Each Dungeon Master has a different style to approach the three edges, some even completely ignore some of them in favor of the game experience they prefer. However, all three are present in the game concept and today I’m gonna give you three DM hacks to optimize your Dungeon Master performance in each of them, as always remember each game table is a world, and each world works differently, so take whatever it works for your game and ignore anything that doesn’t make sense to you.
Here it comes:“The Dungeons & Dragons Triforce, and one DM hack to empower each of the edges.”
1. Dungeon Crawling
DM Hack: Four “S” for “Scenario”
Well, you know, this thing is called Dungeons & Dragons, and it is supposed to have some dungeons and some dragons. The “dungeons” part is particularly important cause it’s actually a game style. A group of adventurers enter a dungeon to find something, maybe a treasure, hunt a monster or rescue some NPCs, you know, hero stuff. The dungeons itself is like a game board, you have some rooms with traps, monsters and treasure, and the game is to “find” the secret inside the dungeon, crawling it, room by room.
The clue here is the “find” part, the players are exploring to find something, and that’s the intention behind the Dungeon Crawling. To improve the Dungeon Crawling experience, let the players explore through their actions and discover through their senses. The group enters a room full of whatever?
Use a checklist when setting the scene, the four “s”:
- How does it Smells?
- How does it Sounds?
- How does it Sees?
- What is the Situation?
Before describing the situation, always start for the smell and sounds to maintain the find-factor alive, then the “See” part reveals the actors, could be treasure, monsters, NPCs or clues, and finally the situation is the complete scenario. It’s not the same to sniff some blood and metal, and listen to guttural growls in darkness to find a goblin waiting behind the door, than just “a wild goblin appeared”.

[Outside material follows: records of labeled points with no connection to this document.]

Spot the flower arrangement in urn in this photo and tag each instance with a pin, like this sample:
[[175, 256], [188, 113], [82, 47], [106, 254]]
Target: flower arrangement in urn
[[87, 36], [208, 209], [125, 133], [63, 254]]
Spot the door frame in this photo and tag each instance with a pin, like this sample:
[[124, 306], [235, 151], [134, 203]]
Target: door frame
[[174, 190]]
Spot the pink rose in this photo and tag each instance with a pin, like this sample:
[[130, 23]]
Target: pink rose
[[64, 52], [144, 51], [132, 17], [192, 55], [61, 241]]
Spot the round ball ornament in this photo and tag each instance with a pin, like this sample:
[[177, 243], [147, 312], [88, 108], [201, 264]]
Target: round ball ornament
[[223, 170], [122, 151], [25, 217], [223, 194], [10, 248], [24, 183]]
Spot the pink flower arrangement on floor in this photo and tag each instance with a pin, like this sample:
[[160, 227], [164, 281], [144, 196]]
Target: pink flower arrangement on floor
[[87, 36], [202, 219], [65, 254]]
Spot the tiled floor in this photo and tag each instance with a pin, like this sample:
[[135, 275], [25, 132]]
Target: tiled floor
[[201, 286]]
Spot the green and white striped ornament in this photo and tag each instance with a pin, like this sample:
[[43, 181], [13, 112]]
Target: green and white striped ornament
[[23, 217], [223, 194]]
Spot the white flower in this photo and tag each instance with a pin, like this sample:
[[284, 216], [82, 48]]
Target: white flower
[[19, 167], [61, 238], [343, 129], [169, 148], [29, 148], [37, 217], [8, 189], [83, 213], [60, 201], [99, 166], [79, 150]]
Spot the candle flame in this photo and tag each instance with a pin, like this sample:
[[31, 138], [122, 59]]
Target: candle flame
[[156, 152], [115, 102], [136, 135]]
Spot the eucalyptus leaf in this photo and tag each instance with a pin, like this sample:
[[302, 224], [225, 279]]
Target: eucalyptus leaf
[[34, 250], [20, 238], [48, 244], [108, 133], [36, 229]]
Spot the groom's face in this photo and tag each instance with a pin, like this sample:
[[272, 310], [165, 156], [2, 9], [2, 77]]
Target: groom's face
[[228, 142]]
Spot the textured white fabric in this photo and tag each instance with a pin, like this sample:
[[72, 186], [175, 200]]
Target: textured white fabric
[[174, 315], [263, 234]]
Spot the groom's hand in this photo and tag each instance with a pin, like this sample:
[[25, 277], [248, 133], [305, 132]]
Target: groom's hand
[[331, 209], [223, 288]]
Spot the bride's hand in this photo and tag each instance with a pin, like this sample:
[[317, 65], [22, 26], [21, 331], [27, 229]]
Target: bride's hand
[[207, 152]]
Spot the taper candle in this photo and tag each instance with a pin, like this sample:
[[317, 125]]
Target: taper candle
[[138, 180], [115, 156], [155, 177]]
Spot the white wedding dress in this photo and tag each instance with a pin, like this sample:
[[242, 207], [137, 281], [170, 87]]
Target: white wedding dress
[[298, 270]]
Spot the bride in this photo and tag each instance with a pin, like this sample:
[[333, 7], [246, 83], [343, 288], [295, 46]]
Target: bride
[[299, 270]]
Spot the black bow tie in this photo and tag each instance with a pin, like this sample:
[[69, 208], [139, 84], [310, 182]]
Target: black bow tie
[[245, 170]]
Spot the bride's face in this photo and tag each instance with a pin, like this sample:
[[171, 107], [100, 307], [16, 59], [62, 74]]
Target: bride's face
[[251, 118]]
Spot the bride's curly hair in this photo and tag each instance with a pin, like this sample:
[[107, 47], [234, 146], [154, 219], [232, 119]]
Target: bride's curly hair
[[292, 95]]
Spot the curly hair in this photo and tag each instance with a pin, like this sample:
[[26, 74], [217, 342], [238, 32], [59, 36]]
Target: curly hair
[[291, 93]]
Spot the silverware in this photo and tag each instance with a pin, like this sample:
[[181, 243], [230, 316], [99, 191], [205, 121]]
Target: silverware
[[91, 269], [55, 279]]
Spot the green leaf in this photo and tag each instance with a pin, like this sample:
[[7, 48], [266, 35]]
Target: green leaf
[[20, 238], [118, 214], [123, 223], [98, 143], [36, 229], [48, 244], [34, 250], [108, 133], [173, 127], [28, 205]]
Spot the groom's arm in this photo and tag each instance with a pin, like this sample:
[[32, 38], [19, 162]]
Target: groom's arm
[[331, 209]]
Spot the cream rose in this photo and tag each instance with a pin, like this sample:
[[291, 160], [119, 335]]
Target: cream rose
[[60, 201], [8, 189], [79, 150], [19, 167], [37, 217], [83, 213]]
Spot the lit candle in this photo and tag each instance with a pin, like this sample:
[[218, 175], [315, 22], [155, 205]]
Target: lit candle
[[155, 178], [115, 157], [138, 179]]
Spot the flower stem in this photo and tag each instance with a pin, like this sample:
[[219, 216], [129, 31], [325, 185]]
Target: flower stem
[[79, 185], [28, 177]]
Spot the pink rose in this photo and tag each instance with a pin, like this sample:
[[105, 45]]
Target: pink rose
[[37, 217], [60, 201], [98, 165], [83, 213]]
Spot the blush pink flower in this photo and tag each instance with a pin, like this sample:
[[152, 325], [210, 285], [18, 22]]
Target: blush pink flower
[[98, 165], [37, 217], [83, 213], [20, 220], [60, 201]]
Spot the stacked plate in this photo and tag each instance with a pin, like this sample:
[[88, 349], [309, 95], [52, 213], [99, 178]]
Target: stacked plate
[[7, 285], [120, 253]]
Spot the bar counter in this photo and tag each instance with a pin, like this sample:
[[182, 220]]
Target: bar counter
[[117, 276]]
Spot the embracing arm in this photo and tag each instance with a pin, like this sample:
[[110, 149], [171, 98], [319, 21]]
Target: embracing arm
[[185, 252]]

The devil is in the details, and it’s precisely those details that bring our game universe to life. Remember to check the Four “S” for “Scenario” to keep players engaged with the narrative and constantly discovering info.
DM Hack: Make it Personal
In addition to the story that the Dungeon Master intends to tell, don’t forget that there are the stories of the player characters and it’s necessary to give them space to develop and integrate into the core story.
It’s important to read the backstories of the player characters, you’ll discover that in most cases it’s about finding something, that’s why it’s called a quest. It’s very likely that in the past of these PC there is a “loose end” in the form of a Big Bad Evil Guy who destroyed his family, town, dreams, etc or maybe a relative/friend/lover lost or even a Macguffin in the form of a book, magic item, sacred stone-ish. Connecting the story of these PC is as simple as giving that “loose end” and important role within the structure of the story you prepared, perhaps the lost twin brother is now the right hand of the Final Boss in your story, or turning the lost Macguffin into one of the key items in the plot.
*The paladin when finds out that the BBEG is his own brother
Unifying all the stories into one, not only nourishes the narrative of your worldbuilding, but offers a sense of integration with the big picture that empowers players.
DM Hack: Turn numbers into stories
Repeat after me: Numbers are not read, they are interpreted.
In this case, the hack is very simple: from now on when you direct a combat scene, do not mention a single number, just look at it and turn it into a story.Here is an example:
An Orc successfully hits the Paladin, a d12 rolls across the table and lands a 6, as the Orc ax does 1d12+3 damage, the result is a 9. As a DM, you have two story possibilities here:
- “The dice came up 9” *and proceeds to deduct 9 HP from the Paladin.
(Well, thank you very much doctor obvious)
- “The Orc’s ax crushes your armor, opening a wound” *and proceeds to deduct 9 HP from the Paladin.
(Repeat after me: Numbers are not read, they are interpreted)
A simple hack but quite effective. And well comrades, here is today’s entry, would love to know your DM Hacks if you want to share, to improve our gaming experience together.
See you soon and keep rolling, remember: Crit Happens.